War, Security, and Digital Media Symposium

War, Security, and Digital Media Symposium

Event Date

Location
Hart Hall Conference Room 3201 (Sat), ModLab in Cruess Hall (Sun)
The first meeting of the UCHRI Working Group on "War, Security, and Digital Media" will take place on the weekend of October 14-15 to be held in the Hart Hall Conference Room 3201 on Saturday the 14th and in ModLab in Cruess Hall on Sunday the 15th.

This two-day symposium, co-sponsored by the UC Humanities Research Institute, the UC Davis Science and Technology Studies program, ModLab, and the Mellon Initiative in Digital Cultures, will bring together graduate students and faculty from across the UC system to critically investigate the interrelations of war, security, and digital technologies. Across these forms of knowledge production and circulation, we hope this symposium will begin to analyze how contemporary instantiations of violence and targeting are manifesting domestically and globally. Our approach will broadly conceptualize the mediations of warfare and security as dynamic, contingent processes that occur between vectors such as institutions, topographies, architectures, and bodies. Consequently, our multifaceted approach and array of community and campus engagements will strive to address the corporeal, affective, political, and spatial ramifications of these unfolding enactments.
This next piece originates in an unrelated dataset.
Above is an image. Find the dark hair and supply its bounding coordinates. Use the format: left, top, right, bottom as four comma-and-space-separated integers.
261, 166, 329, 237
We will also think about digital technologies that are simultaneously deployed as weapons of militarization and surveillance, and as instruments of tactical resistance and social critique.

In service of these goals, we have brought together a range of academics, thinkers, doers, activists, and artists to engage in a series of interdisciplinary events, from tinkering with digital technologies with ModLab, to playing with and creating robust theoretical concepts during a graduate student writing session. We hope this symposium will put pressure on the often strict boundaries drawn between activism and academic work, while simultaneously opening up space for those across disciplines to engage one another in ways that are often foreclosed within the university system.